- Born: 1981 (age 44–45)
- Education: University of Barcelona, Autonomous University of Barcelona, Harvard University, University of Costa Rica
- Occupations: Marine biologist, Environmentalist
- Awards: Gold Medal of the Red Cross and the Spanish Red Crescent

= Alicia Pérez-Porro =

Spanish marine biologist

Alicia R. Pérez-Porro (Barcelona, 1981) is a Spanish marine biologist specialized in the study of marine sponges, an environmental activist and a feminist. Since 2018, she has presided over the Association of Spanish Scientists in the United States (ECUSA), from where she fights to break the glass ceiling in the scientific field and for women to occupy leadership positions.

== Career ==
With a PhD in Biology from the University of Barcelona (UB), Pérez-Porro carried out her thesis on ecology and genomics of marine sponges at the Center for Advanced Studies in Blanes and at Harvard University.

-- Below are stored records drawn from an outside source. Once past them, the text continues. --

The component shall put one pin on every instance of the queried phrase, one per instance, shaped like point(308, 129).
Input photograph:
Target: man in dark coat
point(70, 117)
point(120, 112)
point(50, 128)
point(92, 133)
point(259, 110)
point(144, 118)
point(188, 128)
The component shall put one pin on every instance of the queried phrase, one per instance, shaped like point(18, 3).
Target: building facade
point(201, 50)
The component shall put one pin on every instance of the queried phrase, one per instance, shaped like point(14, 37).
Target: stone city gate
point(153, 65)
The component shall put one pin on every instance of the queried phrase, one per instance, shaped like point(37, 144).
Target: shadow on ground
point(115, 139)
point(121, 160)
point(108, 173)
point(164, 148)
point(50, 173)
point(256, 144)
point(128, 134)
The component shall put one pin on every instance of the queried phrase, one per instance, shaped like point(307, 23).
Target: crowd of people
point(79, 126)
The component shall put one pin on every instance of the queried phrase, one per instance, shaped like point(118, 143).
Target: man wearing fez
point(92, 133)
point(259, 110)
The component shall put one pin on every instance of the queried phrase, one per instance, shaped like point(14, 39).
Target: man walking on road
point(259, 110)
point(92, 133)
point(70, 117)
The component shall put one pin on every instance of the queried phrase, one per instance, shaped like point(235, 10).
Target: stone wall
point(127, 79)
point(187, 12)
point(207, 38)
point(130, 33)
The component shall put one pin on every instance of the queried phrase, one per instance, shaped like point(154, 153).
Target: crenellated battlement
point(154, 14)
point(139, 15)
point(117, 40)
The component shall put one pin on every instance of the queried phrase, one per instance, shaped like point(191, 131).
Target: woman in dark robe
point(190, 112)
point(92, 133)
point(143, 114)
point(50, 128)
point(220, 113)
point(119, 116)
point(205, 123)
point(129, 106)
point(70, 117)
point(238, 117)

In addition, she completed a Master in Biodiversity at the Autonomous University of Barcelona (UAB). In 2004, Pérez-Porro received a scholarship to study at the Internal Center for Research in Marine Sciences and Limnology of the University of Costa Rica in what has become his main research topic: marine sponges. Pérez-Porro focuses her research on the effects of climate change on marine sponges of coral reefs, and its adaptation to a changing ocean. In addition, Pérez-Porro is very involved in the fight against the presence of plastic waste in the sea, and in 2018 she published several articles of dissemination in the digital newspaper El Independiente. She works as an adjunct professor of Environmental Sciences at Baruch College in New York. In addition, she is a research associate at the National Museum of Natural History of the United States administered by the Smithsonian Institution in Washington D.C.

In 2017, she was selected along with three other Spanish scientists to participate in the second expedition to Antarctica organized by Homeward Bound. One thousand women participated in this leadership and empowerment program for women in science and technology to fight against climate change. She is also on the leadership team of the 500 Women Scientists initiative.

Pérez-Porro is president of the Network of Associations of Spanish Researchers and Scientists Abroad (RAICEX) and, since March 2019, she is also the president of the Association of Spanish Scientists in the United States (ECUSA). It was the founder of the Women in Science Commission (MECUSA) within the ECUSA society to direct the promotion and visibility of the role of women in the scientific field.

== Awards ==
For her participation in the Homeward Bound, Pérez-Porro received in 2018, along with the other three members of the team (Ana Payo Payo, Uxua López, and Alexandra Dubini), the Gold Medal of the Red Cross and the Spanish Red Crescent. That same year, she became a Women inPower Fellow, awarded to women leaders. In 2019, she was selected for the Aspen Ideas Festival Scholar.

== Selected publications ==

- Prashant P. Sharma, Stefan T. Kaluziak, Alicia R. Pérez-Porro, Vanessa L. González, Gustavo Hormiga, Ward C. Wheeler, Gonzalo Giribet. 2014. Phylogenomic interrogation of Arachnida reveals systemic conflicts in phylogenetic signal. Molecular Biology and Evolution, Volume 31, Issue 11. doi.org/10.1093/molbev/msu235.
- Ana Riesgo, Sónia C.S. Andrade, Prashant P. Sharma, Marta Novo, Alicia R. Pérez-Porro, Varpu Vahtera, Vanessa L. González, Gisele Y. Kawauchi, Gonzalo Giribet. 2012. Comparative description of ten transcriptomes of newly sequenced invertebrates and efficiency estimation of genomic sampling in non-model taxa. Frontiers in Zoology, Volume 9, Article number: 33. doi.org/10.1186/1742-9994-9-33.
- Rosa Fernández, Christopher E. Laumer, Varpu Vahtera, Silvia Libro, Stefan Kaluziak, Prashant P. Sharma, Alicia R. Pérez-Porro, Gregory D. Edgecombe, Gonzalo Giribet. Evaluating Topological Conflict in Centipede Phylogeny Using Transcriptomic Data Sets. Molecular Biology and Evolution, Volume 31, Issue 6. doi.org/10.1093/molbev/msu108.
- Ana Riesgo, Alicia R. Pérez-Porro, Susana Carmona, Sally P. Leys, Gonzalo Giribet. 2012. Optimization of preservation and storage time of sponge tissues to obtain quality mRNA for next-generation sequencing. Molecular Ecology Resources, Volume 12, Issue 2. doi.org/10.1111/j.1755-0998.2011.03097.x.